The key question is how would one design a multiple-dose escalation study of DAA-1 in humans to obtain meaningful data. What would be the starting dose and the frequency of multiple-dosing regimens? What would be the cap, if any, on the highest dose of DAA-1 to be administered in the study? These questions are rather difficult to answer, especially if the orally administered DAA-1 is rapidly metabolized and/or de-stabilized in the gastrointestinal tract.
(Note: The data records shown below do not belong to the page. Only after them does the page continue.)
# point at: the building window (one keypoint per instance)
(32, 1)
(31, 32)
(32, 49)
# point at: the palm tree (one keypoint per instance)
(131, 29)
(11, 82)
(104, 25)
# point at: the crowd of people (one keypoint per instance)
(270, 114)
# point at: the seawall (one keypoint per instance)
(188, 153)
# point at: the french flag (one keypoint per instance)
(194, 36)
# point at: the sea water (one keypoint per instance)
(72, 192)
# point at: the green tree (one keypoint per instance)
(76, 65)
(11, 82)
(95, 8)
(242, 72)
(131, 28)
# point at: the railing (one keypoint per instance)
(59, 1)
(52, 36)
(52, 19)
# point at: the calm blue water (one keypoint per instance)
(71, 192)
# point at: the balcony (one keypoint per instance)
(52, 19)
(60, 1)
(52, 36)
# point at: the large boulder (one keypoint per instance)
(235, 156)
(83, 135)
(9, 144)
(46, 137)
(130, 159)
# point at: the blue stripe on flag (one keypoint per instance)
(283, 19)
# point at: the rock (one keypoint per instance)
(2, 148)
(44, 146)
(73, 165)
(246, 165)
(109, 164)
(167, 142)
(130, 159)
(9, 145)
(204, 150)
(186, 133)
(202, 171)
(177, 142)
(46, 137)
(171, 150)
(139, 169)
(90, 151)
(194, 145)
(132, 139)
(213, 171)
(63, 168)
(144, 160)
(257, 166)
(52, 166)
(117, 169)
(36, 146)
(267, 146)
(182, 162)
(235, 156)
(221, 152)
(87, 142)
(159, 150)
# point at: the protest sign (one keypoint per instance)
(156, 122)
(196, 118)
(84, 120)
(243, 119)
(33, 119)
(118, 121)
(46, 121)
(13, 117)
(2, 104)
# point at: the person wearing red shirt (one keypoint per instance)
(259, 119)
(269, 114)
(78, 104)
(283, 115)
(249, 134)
Therefore, as a drug developer it may become important to find innovative ways to tackle such tricky issues. Prior to investment of resources for the whole clinical development program, it may be vital to ascertain the proof of concept of the desired effect of DAA-1. Although the authors’ suggestion of using circulatory prostaglandin entities such as prostaglandin E2 (PGE2) or prostaglandin I2 (PGI2) as target biomarkers may be potentially considered [2], it would still fall short of the much desired confirmatory pharmacological activity of DAA-1 for allocation of resources for full-scale drug development. Hence, to better understand the pharmacodynamics of exogenous DAA-1 and obtain proof of concept of its pharmacological activity, one might consider DAA-1 given in a combination regimen with another agent, using an established surrogate marker such as blood pressure.

In order to establish the proof of concept of DAA-1, two other companion classes of drugs, namely, angiotensin-converting-enzyme inhibitors (ACEIs) and angiotensin receptor blockers (ARBs), may be potentially considered. The design may involve the addition of DAA-1 to either an ACEI- or ARB-stabilized regimen that may help in the reduction of the stable doses of either ACEI or ARB companion drug in the relevant patient population. Perhaps, the highest dose of DAA-1 tested in the single-dose escalating study (i.e., 1.5 mg/kg) could potentially be added to the stable dose regimen of either ACEI or ARB in a twice daily (bid) dosing regimen of DAA-1 with concomitant reduction in the respective dose of either the ACEI or ARB. Alternatively another design may be to randomize a group of patients on stable doses of either ACEI or ARB to two experimental groups: one group would continue to be on the stable dose of either of the two drugs, while the other group would receive approximately 50% of the stable dose of either of the two drugs along with the highest tested dose of DAA-1 (bid regimen). Regardless of the design adopted, after a specific time period, the measurement of blood pressure as the surrogate would establish the proof of concept of DAA-1.

Overall, development of peptide drugs via the oral route represents a considerable challenge as manifested for other drugs, most notably insulin [8]. Hence, as a first step it may be crucial to understand the proof of concept whether such a route (i.e., oral) is amenable for DAA-1 and what may be the minimal dose requirement/regimen to achieve the proof of concept.